At best I’m iffy about meringues. I only like them when they’re barely cooked so they’re still soft, rather than the bites of chalkboard grating against my teeth like regular meringues do. Personally, I’m not in love with these meringues, but both my mom and dad adore them. So I’m including them on the blog because majority rules. And if you DO like meringues, you’re gonna love these. And they’re great for Easter! (Thanks again, Martha Stewart Living.)
Prep Time: 20 minutes
Total Time: 3 hours
Yield: Makes 40
3 large egg whites, room temperature
1/2 teaspoon fresh lemon juice, plus 2 teaspoons finely grated lemon zest
1/4 cup plus 2 tablespoons sugar
40 squares (1/2 inch each) candied lemon peel (1/2 ounce;kingarthurflour.com)
Preheat oven to 200 degrees. Whisk egg whites, lemon juice, and a pinch of salt until foamy. Slowly whisk in sugar. Whisk until stiff peaks just begin to form. Fold in lemon zest.

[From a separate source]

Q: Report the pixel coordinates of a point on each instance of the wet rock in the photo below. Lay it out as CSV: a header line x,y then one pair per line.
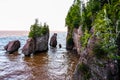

Transfer mixture to a pastry bag fitted with a 1/2-inch plain round tip. Pipe forty 5-petaled 1 1/2-inch flowers onto parchment-lined baking sheets. (For each petal, pipe a small mound of meringue, and drag it into center
to form a teardrop shape. Repeat 4 times, working in a circle.) Place a candied lemon square in center of each flower.
Bake until meringues are crisp and lift off parchment easily, 2 to 2 1/2 hours. Let cool.
Meringues can be stored in an airtight container for up to 3 days.